Myths, folklore, and fairy tales provide a symbolic framework that shapes our understanding of interpersonal relationships, social behavior, and the environment. They teach us all strict mores to function within. They prescribe how crucial connections between the individual and the social sphere should function. These tales influence how we construct meaning about ourselves and others. Stories are a way to encode social expectations and pass them on to future generations. They are evidence of a collective unconscious. Examining them can reveal their scaffolding and architecture, and with that knowledge, the structure can be remodeled through effort and time. These stories can be reinterpreted to include perspectives that have been previously ignored, prompting a shift in societal viewpoints. These cautionary tales that diminish and devalue women may also provide the most fertile pathways to change. The monsters that inhabit the borders of behavior becoming trailblazers, guides to ecstatic release from oppressive ideologies. Wall contributes to this effort by making works that challenge patriarchal interpretations of the role of women like herself in our culture.

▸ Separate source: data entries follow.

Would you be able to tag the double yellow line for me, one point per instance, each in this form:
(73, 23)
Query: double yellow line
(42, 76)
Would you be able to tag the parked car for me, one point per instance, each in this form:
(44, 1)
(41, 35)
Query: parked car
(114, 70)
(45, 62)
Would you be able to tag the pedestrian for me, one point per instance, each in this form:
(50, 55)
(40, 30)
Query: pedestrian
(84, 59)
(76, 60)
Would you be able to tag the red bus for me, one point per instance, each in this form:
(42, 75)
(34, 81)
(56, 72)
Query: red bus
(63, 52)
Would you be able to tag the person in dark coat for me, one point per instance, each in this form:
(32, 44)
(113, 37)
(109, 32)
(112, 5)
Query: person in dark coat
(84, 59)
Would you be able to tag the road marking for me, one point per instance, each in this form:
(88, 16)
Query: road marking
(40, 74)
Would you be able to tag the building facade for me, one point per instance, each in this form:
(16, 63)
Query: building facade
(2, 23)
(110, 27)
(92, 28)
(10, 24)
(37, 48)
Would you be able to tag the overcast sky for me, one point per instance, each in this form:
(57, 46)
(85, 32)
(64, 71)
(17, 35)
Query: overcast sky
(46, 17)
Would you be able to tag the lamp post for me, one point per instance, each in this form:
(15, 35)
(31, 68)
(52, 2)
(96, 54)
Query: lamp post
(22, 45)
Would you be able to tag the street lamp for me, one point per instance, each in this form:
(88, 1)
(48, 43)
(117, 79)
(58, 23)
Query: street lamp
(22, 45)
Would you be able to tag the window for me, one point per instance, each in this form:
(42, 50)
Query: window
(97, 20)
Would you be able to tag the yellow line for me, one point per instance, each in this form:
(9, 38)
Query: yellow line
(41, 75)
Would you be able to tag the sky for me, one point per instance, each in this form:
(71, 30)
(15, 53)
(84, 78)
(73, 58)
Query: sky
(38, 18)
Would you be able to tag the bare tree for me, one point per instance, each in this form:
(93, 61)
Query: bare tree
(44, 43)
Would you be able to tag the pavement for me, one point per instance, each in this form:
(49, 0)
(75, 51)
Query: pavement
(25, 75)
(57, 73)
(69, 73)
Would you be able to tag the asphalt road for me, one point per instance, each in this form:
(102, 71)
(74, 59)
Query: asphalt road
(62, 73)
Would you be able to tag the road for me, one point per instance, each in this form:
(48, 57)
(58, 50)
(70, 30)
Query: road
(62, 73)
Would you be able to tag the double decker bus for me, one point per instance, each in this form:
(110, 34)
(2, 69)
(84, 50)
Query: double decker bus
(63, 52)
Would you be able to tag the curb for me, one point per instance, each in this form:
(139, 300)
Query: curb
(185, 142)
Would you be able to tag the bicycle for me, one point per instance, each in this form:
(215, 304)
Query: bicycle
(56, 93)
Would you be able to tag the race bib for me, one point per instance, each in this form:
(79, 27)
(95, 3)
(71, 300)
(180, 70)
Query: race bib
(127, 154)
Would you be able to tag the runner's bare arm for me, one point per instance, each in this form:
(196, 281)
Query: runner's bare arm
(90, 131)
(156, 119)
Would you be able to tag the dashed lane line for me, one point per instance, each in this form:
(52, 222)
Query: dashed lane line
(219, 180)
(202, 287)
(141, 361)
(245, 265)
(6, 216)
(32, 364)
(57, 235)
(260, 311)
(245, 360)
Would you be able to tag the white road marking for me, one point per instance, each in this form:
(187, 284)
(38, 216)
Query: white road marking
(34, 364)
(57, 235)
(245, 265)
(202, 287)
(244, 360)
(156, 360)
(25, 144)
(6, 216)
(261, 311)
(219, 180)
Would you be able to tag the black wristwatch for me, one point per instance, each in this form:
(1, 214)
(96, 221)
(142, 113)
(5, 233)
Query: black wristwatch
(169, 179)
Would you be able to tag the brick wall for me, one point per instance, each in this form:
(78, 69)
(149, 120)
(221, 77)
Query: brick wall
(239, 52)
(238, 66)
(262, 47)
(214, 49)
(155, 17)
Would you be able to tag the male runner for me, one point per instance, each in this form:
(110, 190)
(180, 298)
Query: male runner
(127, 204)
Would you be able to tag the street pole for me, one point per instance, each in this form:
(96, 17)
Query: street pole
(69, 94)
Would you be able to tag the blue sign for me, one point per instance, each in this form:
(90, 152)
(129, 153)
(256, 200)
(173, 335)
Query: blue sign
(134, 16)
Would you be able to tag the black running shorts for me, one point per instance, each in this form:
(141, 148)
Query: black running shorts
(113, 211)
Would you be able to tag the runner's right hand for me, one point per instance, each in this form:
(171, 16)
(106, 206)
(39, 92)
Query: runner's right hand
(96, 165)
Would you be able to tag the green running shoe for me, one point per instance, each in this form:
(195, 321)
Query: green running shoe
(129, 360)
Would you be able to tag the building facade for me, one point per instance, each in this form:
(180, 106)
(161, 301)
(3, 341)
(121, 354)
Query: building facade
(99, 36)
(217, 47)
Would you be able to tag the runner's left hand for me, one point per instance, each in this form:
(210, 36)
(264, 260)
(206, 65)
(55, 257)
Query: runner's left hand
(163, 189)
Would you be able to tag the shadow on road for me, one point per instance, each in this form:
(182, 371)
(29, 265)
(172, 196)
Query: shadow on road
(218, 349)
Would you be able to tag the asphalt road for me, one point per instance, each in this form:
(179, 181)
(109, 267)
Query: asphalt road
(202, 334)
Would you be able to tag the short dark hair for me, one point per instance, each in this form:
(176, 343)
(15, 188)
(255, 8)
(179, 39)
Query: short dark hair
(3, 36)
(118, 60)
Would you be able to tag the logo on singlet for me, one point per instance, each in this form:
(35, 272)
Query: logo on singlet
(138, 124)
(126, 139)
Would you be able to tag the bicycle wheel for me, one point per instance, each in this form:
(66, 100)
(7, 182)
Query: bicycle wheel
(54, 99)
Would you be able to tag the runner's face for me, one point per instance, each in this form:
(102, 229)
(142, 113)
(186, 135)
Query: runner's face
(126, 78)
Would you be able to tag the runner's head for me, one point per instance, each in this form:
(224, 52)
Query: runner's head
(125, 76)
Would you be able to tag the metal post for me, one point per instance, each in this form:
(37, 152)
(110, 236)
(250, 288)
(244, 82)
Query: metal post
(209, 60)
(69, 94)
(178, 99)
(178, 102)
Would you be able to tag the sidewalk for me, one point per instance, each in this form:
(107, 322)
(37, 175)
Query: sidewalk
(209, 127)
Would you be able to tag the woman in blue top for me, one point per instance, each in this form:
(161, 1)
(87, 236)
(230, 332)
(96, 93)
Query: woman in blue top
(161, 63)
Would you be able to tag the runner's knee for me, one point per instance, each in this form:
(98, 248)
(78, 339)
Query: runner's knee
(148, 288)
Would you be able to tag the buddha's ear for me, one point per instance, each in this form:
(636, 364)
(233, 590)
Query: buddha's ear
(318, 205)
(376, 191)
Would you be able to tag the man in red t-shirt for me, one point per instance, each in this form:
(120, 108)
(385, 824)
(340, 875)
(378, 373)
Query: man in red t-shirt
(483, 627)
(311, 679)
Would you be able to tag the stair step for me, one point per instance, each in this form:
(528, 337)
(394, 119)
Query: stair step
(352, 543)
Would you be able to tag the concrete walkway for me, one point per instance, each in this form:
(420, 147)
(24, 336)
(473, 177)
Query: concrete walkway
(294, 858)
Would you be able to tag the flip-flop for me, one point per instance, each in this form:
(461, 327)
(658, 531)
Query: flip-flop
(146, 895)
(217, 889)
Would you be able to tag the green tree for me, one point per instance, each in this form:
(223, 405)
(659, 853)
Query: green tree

“My experiences as a Black Korean immigrant inform my practice. There is a longing to uncover lost histories, revealing the narratives that have shaped me. This is the backbone of my research. The effort to reclaim my identity has led to my discovery of Amerasian experiences within the United States and abroad. Amerasians are the people born to Asian women and U.S. service members during periods of military occupation, such as the Korean War, and the genetic shadows cast decades later. The children born within these circumstances were often viewed as outcasts. The discrimination that Black Amerasians experience is two-fold: stigmatizing the women and their children and perpetuating a legacy of trauma and shame. I am seeking to create broader pathways for contextualizing Black experiences within the U.S.”
The figures Wall shows us challenge the limitations imposed upon them that devalue their difference. They draw strength from their contradictions and reject distorted views that would deny the complexity of their identities. They allow us to imagine new narratives that challenge outdated ways of seeing.
Samantha Wall (b. 1977, South Korea) immigrated to the United States as a child and now lives and works in Portland, OR. She has a current solo exhibition on view at the Frye Art Museum in Seattle, and had a recent solo show at SFCC Gallery (A university gallery in Spokane, WA). Her works are included in the permanent collections of: the Portland Art Museum, the Library of Congress, Northern Arizona University Art Museum, Crocker Museum, Whatcom Museum, Microsoft Art Collection, Oregon State University, and others. Her works have been included in group exhibitions at the New Orleans Museum of Art, The Boise Art Museum, Portland Art Museum, The Hallie Ford Museum of Art, Oregon Contemporary in Portland, Cue Art Foundation (NY), Hangaram Art Museum (Seoul), University of Hawaii, Seattle University, Schneider Museum of Art, Jordan Schnitzer Museum of Art, and others.
She has received awards and grants from: the Joan Mitchell Foundation, Seattle Art Museum, Oregon Arts Commission, The Ford Family Foundation, Bonnie Bronson Fellowship, and Portland Art Museum. Also, her art was featured on the cover of the Sleater-Kinney album “Path of Wellness”.